🤖 AI Summary
This work addresses the limitation of conventional ensemble methods in severely imbalanced text classification, where predictions are often biased toward majority classes at the expense of minority class performance. To mitigate this issue, the authors propose CAMO, a novel ensemble framework that uniquely integrates class-awareness and minority-class optimization into ensemble learning. CAMO employs a hierarchical pipeline that combines voting distribution analysis, confidence calibration, and inter-model uncertainty modeling to dynamically reweight predictions in favor of minority classes. The framework is compatible with both large language models (LLMs) and small language models (SLMs) and synergizes effectively with model adaptation strategies. Evaluated on the highly imbalanced DIAR-AI/Emotion and BEA 2025 datasets under fine-tuning settings, CAMO consistently achieves state-of-the-art strict macro F1 scores, significantly outperforming existing approaches and establishing a new benchmark.
📝 Abstract
Real-world categorization is severely hampered by class imbalance because traditional ensembles favor majority classes, which lowers minority performance and overall F1-score.
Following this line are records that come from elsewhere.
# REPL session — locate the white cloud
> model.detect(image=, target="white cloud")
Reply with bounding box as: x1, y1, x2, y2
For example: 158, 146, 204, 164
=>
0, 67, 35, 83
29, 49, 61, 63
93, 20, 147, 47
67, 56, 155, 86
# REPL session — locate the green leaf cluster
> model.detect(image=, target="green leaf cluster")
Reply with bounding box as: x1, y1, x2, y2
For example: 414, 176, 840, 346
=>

We provide a unique ensemble technique for imbalanced problems called CAMO (Class-Aware Minority-Optimized).Through a hierarchical procedure that incorporates vote distributions, confidence calibration, and inter model uncertainty, CAMO dynamically boosts underrepresented classes while preserving and amplifying minority forecasts.We verify CAMO on two highly unbalanced, domain-specific benchmarks: the DIAR-AI/Emotion dataset and the ternary BEA 2025 dataset. We benchmark against seven proven ensemble algorithms using eight different language models (three LLMs and five SLMs) under zero-shot and fine-tuned settings .With refined models, CAMO consistently earns the greatest strict macro F1-score, setting a new benchmark. Its benefit works in concert with model adaptation, showing that the best ensemble choice depends on model properties .This proves that CAMO is a reliable, domain-neutral framework for unbalanced categorization.